JOELMIR BETING
''Lula tentará calar Alencar. Collor tentará calar Itamar.''
Manchetes de junho de 2003 e junho de 1990
Em casa sem pão...
Na sentença do vice-presidente da República, José Alencar, empresário de carreira, as taxas de juros cobradas da produção e do consumo não passam de um ''verdadeiro assalto''. Eis que o ministro do Planejamento, Guido Mantega, principal assessor econômico do PT, enquadra o alvo: ''O assalto à mão armada está no disparate do spread bancário.''
O presidente Lula, finalmente, conversa com o vice Alencar sobre a conveniência política de uma sintonia fina entre o recurso curto e o discurso solto do governo como um todo. Exigência da melindrosa reversão das expectativas econômicas da sociedade brasileira, ainda ressabiada e em transe.
Está na sociologia do mercado: nesta altura do calendário, uma reversão das expectativas, na linha do ''o pior já passou e agora a coisa vai engrenar'', vestiria a camisa da própria reestabilização dos preços, dos custos e dos juros. Assim como a expectativa da crise provoca a crise que sanciona a expectativa, também uma percepção coletiva da iminente superação da crise é condição relevante, ainda que não suficiente, para essa virada do jogo.
Ocorre que o vice Alencar tem luz própria, como holofote próprio tinha o vice Itamar. Lembram-se? Itamar Franco chegou a ponto de, na Presidência, fazer oposição a si mesmo.

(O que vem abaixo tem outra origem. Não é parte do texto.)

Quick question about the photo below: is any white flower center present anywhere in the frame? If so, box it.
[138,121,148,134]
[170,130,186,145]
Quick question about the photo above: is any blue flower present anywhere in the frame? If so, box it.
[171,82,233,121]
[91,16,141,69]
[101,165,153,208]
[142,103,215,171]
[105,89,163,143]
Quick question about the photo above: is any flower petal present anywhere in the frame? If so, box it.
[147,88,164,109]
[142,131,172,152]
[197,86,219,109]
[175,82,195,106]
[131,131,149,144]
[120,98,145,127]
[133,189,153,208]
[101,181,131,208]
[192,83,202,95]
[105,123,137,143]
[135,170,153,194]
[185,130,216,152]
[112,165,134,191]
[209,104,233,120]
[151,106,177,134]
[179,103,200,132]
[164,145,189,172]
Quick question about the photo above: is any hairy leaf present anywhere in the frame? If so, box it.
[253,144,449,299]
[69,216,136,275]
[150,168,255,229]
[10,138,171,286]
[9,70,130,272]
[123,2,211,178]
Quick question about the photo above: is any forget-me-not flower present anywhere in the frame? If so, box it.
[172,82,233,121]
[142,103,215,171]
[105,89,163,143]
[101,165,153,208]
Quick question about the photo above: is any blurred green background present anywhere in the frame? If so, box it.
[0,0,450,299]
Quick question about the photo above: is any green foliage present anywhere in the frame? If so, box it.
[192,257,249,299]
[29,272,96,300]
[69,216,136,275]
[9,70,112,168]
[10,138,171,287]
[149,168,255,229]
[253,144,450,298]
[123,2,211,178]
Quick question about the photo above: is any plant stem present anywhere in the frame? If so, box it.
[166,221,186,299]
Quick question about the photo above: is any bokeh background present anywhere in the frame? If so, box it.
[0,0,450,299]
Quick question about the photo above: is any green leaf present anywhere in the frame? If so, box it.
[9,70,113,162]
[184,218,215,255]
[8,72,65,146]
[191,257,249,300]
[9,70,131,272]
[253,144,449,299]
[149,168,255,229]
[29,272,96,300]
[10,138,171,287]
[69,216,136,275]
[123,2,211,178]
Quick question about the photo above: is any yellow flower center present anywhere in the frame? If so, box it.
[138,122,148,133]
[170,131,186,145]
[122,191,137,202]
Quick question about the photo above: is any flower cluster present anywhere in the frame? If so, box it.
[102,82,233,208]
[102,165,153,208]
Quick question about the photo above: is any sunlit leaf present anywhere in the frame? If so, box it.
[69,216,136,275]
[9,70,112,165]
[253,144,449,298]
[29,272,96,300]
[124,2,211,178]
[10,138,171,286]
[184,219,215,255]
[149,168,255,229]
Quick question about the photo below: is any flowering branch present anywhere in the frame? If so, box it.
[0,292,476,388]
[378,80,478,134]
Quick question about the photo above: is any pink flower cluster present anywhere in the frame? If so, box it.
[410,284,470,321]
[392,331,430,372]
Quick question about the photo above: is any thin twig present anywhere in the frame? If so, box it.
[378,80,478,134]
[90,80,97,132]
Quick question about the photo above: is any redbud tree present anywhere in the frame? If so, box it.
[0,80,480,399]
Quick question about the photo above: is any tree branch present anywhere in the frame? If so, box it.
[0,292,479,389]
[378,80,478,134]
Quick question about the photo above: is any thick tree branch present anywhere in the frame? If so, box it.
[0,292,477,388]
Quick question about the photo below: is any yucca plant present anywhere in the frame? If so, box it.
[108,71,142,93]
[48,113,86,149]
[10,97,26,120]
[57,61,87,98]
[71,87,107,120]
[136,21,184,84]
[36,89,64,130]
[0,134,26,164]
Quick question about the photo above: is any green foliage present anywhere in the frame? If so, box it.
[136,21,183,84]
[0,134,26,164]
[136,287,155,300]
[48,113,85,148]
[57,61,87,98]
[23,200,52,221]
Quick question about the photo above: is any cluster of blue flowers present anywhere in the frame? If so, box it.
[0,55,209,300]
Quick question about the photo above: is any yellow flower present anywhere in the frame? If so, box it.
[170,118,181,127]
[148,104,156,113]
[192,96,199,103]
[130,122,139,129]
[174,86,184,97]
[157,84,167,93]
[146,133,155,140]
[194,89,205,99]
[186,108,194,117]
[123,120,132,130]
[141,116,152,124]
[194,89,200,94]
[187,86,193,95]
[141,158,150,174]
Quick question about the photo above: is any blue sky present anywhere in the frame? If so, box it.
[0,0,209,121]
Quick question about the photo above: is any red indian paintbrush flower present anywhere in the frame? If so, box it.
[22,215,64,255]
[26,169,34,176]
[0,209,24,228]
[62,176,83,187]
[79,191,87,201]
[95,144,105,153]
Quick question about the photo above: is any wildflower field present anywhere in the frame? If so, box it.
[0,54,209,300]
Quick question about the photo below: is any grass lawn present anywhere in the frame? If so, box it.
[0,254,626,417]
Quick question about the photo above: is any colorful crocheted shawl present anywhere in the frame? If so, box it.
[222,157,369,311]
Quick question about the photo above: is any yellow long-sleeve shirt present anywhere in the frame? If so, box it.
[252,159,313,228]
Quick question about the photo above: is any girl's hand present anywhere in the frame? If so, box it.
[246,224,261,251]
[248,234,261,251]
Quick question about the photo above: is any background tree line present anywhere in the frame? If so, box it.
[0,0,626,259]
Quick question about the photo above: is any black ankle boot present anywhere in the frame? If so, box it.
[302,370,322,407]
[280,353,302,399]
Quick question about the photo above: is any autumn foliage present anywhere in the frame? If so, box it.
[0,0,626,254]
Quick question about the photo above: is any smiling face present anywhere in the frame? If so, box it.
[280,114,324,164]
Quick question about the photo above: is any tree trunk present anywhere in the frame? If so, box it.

O problema é que a questão dos juros, que é técnica, adernou para uma crise política intestina do governo Lula. O segundo homem do governo, que não é o vice José Alencar, mas o ministro da Casa Civil, José Dirceu, articulador político por ofício do cargo, acaba de atacar o incêndio em domicílio com jatos de álcool anidro.
Disse José Dirceu, terça-feira, na reunião semanal de coordenação política do Planalto: ''Nessa encrenca gratuita dos juros, o presidente entra de bandidão e o vice de mocinho. Assim não dá. Desse jeito, fica realmente complicado coordenar o governo.''
Em outro nível de competência, Alencar tem o mesmo pavio de Itamar: muito curto. Ou se preferem: sem pavio. Tanto assim que, com crachá de PL no ninho do PT, rebateu de bate-pronto na mesma terça-feira: ''Se até hoje o próprio governo não me procurou nem me consultou para nada, dando a entender que não tenho nenhuma serventia no Palácio, então me considero politicamente liberado para dar minha opinião pessoal sobre qualquer assunto do governo.''
Vixe! Que vice! José Alencar só faltou dizer: na contestação da política econômica, refém da antiga criogenia monetária, que de há muito asfixia a economia e estiola a sociedade, ''nada mais faço que cobrar o programa do partido deles e a promessa eleitoral do presidente''.
Secos & Molhados
Até quando?
Única certeza: se o descarte da overdose de arrocho monetário (que até por overdose é veneno puro disfarçado de remédio duro) é uma questão técnica bem ao largo da arena política, que se parta para uma solução técnica. Algo mais que aguardar, bovinamente, a queda da inflação. De resto, já em queda.
Que solução?
Rebaixar a Selic na base e acionar a queda do ''spread'' na ponta. A primeira depende da caneta colegiada do BC. A segunda exige mudanças ousadas. Pelo governo, redução orquestrada da cunha fiscal na taxa final (29%), dos compulsórios (68%) e da porosidade e morosidade das garantias bancárias.
Por que não?
Por iniciativa dos bancos, a bordo de retenções menores com garantias maiores, cuidar de ganhar menos sobre cada vez mais, sustentavelmente. Até aqui, eles se obrigam a ganhar mais sobre cada vez menos. Em certas linhas, já no limite da usura. Ou da ruptura.